Long Running Futures Eventually Stall
I am currently developing a firmware for the ESP that needs to serve the camera feed as HTTP stream. For testing purposes, I reduced that further down to serving a simple JPEG animation. I initially used edge-executor::LocalExecutor to run my custom async HTTP server, handling every connection in a separate future spawned to the same thread-local executor. One stream to one client is therefore one (possibly infinitely) running async task.
Unfortunately, I ran into some weird issues: When running multiple streams in parallel, any stream might freeze randomly and never get back to live. Sometimes, the whole ESP crashes with some unhandled exception. It does not seem to be the same exception every time, but here is one:
Guru Meditation Error: Core 0 panic'ed (Unhandled debug exception).

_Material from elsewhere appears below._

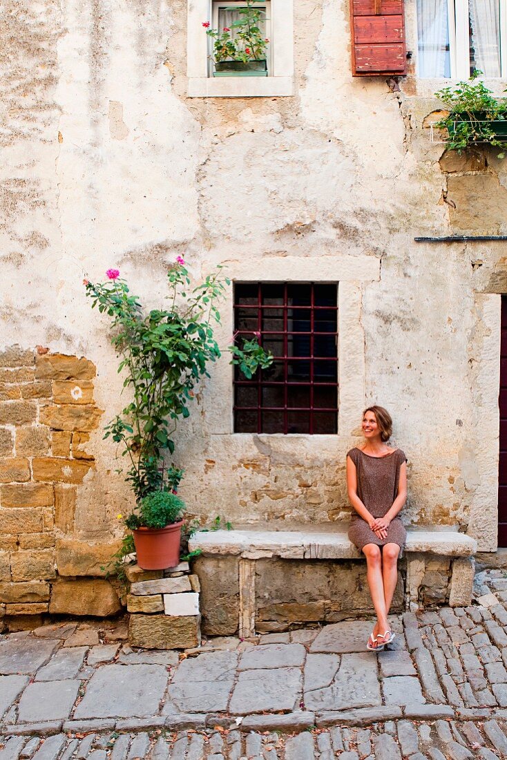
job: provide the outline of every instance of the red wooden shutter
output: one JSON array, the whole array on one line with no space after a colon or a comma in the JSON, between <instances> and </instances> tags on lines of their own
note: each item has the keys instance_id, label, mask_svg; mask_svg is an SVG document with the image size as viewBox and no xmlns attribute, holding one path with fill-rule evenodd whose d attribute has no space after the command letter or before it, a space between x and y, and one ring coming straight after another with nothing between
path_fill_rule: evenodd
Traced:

Debug exception reason: BREAK instr
Core 0 register dump:
PC : 0x420171d7 PS : 0x00060b36 A0 : 0x82010e96 A1 : 0x3fccf060
0x420171d7 - alloc::task::raw_waker::clone_waker
at ??:??
A2 : 0x3fcd1154 A3 : 0x3fcd1154 A4 : 0x00000000 A5 : 0x3fccf3a0
A6 : 0x3fc9ade8 A7 : 0x3fca12dc A8 : 0xfefefefe A9 : 0xffffffff
0x3fc9ade8 - xKernelLock
at ??:??
0x3fca12dc - pxReadyTasksLists
at ??:??
A10 : 0xfefefefe A11 : 0xfefefefe A12 : 0xfefefefe A13 : 0x00060b23
A14 : 0xfffffffe A15 : 0x0000cdcd SAR : 0x00000020 EXCCAUSE: 0x00000001
EXCVADDR: 0x00000000 LBEG : 0x40056f5c LEND : 0x40056f72 LCOUNT : 0xffffffff
Backtrace: 0x420171d4:0x3fccf060 0x42010e93:0x3fccf080 0x4201800a:0x3fccf9c0 0x4202bb7f:0x3fccf9f0 0x42030838:0x3fccfa10
0x420171d4 - alloc::task::raw_waker::clone_waker
at ??:??
0x42010e93 - std::sys_common::backtrace::__rust_begin_short_backtrace
at ??:??
0x4201800a - core::ops::function::FnOnce::call_once{{vtable.shim}}
at ??:??
0x4202bb7f - std::sys::pal::unix::thread::Thread::new::thread_start
at ??:??
0x42030838 - pthread_task_func
at ??:??
At some point I tried using a different executor. After replacing edge-executor by futures-executor::LocalPool, I could not reproduce these issues anymore. The streams seem to continue running without problems. Then, I've written my own version of LocalExecutor from scratch without using any third-party crates, and this also seems to work fine.
This makes me believe, that edge-executor has a bug... somewhere. I have not really a clue where it is. I just found this open issue in async-task talking about tasks not getting rescheduled randomly. That would fit my observations, at least.
Sorry for not providing sample code. I am developing the firmware as employee and therefore cannot just share our product's firmware. If you are interested, I can however try to build a minimal example, when I find the time.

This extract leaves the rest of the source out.